La pagella del ragazzo africano
Questa settimana la redazione di laletteraturaenoi ha scelto di parlare attraverso la voce del suo Direttore, Romano Luperini. Ogni giorno pubblicheremo uno dei suoi numerosi interventi apparsi sul nostro blog nelle quattro sezioni in cui si articola, testimonianze di uno sguardo ampio, sottile, rigoroso, lungimirante; democratico. Questo intervento era uscito originariamente il 22 gennaio 2019.
La dottoressa Cattaneo, che fa l’autopsia di chi affoga nel Mediterraneo nel tentativo di raggiungere dall’Africa l’Italia, ha scoperto che la salma di un ragazzo (avrà, dice, quattordici anni) proveniente dal Mali aveva nei vestiti qualcosa d’insolito. Guarda meglio e scopre, scritta in arabo e in francese, la pagella scolastica (il “Bulletin scolaire”) del ragazzo, cucita in una tasca in modo che non andasse perduta, come sino a non molti anni fa facevano le madri dei nostri emigrati con qualche banconota e immagine devota che dovevano aiutare il giovane a sopravvivere nel paese straniero dove era diretto. Guarda e vede che i voti sono ottimi. Quel ragazzo era certamente fra i più bravi della sua classe. Riteneva evidentemente quella pagella un bene prezioso da esibire in Europa al momento opportuno. Probabilmente, si illudeva, gli europei non avrebbero potuto respingere un ragazzo così bravo. Vista la pagella, lo avrebbero accolto e gli avrebbero dato un lavoro degno della sua preparazione.

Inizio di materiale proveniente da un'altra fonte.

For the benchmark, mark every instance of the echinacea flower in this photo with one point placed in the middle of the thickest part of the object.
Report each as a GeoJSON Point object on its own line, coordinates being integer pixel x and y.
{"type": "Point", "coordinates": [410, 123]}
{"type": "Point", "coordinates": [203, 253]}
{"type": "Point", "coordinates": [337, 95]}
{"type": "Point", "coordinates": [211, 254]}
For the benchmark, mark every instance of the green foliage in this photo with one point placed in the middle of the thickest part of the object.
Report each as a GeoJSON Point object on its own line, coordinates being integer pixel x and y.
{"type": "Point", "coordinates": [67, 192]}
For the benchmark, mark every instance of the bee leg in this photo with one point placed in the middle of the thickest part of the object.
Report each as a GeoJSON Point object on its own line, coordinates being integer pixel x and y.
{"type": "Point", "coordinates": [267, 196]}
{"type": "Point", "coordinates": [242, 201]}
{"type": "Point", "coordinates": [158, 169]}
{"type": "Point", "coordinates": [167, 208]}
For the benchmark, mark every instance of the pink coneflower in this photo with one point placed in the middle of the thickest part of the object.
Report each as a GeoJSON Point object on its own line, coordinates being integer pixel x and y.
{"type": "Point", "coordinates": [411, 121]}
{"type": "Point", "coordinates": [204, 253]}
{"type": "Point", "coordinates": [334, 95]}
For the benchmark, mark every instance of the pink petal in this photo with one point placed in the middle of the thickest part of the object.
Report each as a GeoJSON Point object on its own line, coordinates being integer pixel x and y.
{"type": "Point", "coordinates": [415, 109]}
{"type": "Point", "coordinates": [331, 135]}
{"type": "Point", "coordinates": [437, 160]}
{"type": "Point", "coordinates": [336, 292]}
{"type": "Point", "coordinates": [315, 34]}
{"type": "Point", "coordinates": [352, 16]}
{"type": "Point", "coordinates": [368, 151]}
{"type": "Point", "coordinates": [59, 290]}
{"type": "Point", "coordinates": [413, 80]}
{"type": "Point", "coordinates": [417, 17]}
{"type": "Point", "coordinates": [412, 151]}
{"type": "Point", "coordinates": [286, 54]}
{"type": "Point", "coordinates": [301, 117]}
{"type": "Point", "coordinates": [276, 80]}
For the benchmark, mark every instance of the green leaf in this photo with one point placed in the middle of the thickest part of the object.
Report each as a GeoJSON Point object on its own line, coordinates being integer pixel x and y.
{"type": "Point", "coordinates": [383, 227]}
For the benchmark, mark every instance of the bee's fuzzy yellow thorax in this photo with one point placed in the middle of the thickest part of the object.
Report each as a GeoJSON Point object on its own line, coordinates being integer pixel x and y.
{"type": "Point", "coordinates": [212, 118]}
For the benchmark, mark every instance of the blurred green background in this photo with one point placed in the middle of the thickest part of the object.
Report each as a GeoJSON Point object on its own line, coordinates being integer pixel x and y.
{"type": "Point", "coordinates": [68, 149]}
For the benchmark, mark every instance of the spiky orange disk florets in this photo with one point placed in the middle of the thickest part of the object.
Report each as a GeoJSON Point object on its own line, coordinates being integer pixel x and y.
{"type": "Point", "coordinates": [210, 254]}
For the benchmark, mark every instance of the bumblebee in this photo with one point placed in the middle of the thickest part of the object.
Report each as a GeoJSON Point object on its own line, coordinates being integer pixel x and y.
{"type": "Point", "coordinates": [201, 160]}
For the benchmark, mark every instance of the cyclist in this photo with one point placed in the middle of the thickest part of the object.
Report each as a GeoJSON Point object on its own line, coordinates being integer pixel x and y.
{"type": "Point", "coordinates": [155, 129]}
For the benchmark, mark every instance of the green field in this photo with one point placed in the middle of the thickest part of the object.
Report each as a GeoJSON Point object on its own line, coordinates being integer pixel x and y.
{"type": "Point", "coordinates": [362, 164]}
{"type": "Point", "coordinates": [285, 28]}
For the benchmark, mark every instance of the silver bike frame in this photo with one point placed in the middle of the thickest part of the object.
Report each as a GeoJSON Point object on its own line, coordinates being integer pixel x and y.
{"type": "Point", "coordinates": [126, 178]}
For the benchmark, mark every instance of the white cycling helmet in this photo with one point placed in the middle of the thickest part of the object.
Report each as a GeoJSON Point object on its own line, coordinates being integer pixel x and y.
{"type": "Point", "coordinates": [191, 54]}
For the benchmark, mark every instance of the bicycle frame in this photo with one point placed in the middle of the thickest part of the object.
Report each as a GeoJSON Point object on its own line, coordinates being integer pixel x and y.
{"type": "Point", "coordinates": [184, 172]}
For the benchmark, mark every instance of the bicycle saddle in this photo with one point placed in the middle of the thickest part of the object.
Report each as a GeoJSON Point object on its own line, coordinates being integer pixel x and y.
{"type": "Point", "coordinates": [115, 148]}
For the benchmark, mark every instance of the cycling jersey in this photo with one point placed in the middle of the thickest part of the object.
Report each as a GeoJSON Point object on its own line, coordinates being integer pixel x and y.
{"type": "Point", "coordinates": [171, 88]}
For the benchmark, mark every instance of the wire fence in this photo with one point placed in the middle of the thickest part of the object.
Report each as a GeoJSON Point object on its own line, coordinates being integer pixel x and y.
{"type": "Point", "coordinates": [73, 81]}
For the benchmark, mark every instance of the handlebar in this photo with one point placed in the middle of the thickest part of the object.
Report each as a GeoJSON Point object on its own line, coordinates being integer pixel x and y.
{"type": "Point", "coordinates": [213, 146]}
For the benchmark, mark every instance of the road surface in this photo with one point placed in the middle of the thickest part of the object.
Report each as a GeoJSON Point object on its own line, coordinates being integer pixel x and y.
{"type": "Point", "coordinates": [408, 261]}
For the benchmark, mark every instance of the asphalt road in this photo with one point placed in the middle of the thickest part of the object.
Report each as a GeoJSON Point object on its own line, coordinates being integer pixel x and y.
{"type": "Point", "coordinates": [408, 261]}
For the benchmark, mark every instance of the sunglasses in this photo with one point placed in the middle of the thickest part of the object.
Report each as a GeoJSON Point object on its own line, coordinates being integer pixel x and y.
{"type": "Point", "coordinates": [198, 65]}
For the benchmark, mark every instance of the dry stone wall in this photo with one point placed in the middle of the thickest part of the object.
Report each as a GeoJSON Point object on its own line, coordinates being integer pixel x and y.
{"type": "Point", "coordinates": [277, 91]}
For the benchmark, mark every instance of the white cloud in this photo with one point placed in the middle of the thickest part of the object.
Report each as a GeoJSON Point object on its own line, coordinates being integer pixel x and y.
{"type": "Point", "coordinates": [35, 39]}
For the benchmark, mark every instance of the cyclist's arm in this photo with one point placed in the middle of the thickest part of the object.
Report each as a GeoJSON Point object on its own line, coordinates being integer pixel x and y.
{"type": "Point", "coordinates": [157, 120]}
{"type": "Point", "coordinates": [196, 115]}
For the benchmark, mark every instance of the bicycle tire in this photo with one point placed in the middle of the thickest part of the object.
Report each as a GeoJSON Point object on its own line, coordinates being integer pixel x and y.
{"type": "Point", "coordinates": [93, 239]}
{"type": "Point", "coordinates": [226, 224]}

Questo piccolo episodio mi ha turbato. Forse per qualche buona ragione che si presta ad alcune considerazioni.
- I risultati scolastici ottimi erano per il ragazzo e la sua famiglia motivo di orgoglio e di speranza.
- La istruzione scolastica per lui e la sua famiglia era evidentemente un valore da salvaguardare, e una garanzia di promozione sociale.
- In Africa, e comunque in quel paese del Mali, si ritiene che l’Italia come qualunque altro paese europeo sia un paese civile capace di valorizzare i giovani che hanno ottimi risultati scolastici.
Dunque in Africa si crede che l’Italia riconosca l’importanza della scuola e della formazione che essa impartisce. Evidentemente si ignora che da noi i giovani o abbandonano in massa la scuola prima del diploma o appena diplomati e laureati restano disoccupati e fuggono all’estero perché nel nostro paese nessuno riconosce il valore dei risultati raggiunti attraverso studi scolastici regolari.
Il mio turbamento insomma non è solo umanitario, è politico. Non nasce solo dalla pietà ma dal riconoscimento che quel povero ragazzo era vittima di una illusione che in fondo anche noi condividiamo. L’Italia non è un grande paese civile?
Ma lo è davvero? Mi chiedo: chi sarebbe da preferire in un confronto di valori? Chi, insomma, è più civile? Quella famiglia del Mali che ingenuamente crede in ciò in cui credevano sino a trent’anni fa i nostri padri oppure gli italiani che non accolgono il ragazzo, lo lasciano affogare nel Mediterraneo e, se fosse arrivato sano e salvo, ne avrebbero disprezzato la preparazione e la cultura, ritenendo le proprie “naturalmente” superiori?
Penso che la storia di questo adolescente andrebbe raccontata e discussa in ogni classe d’Italia. I nostri studenti, le loro famiglie e le stesse istituzioni scolastiche e governative avrebbero molto da imparare da questo ragazzo africano e dal suo “bulletin scolaire” inutilmente cucito in una tasca.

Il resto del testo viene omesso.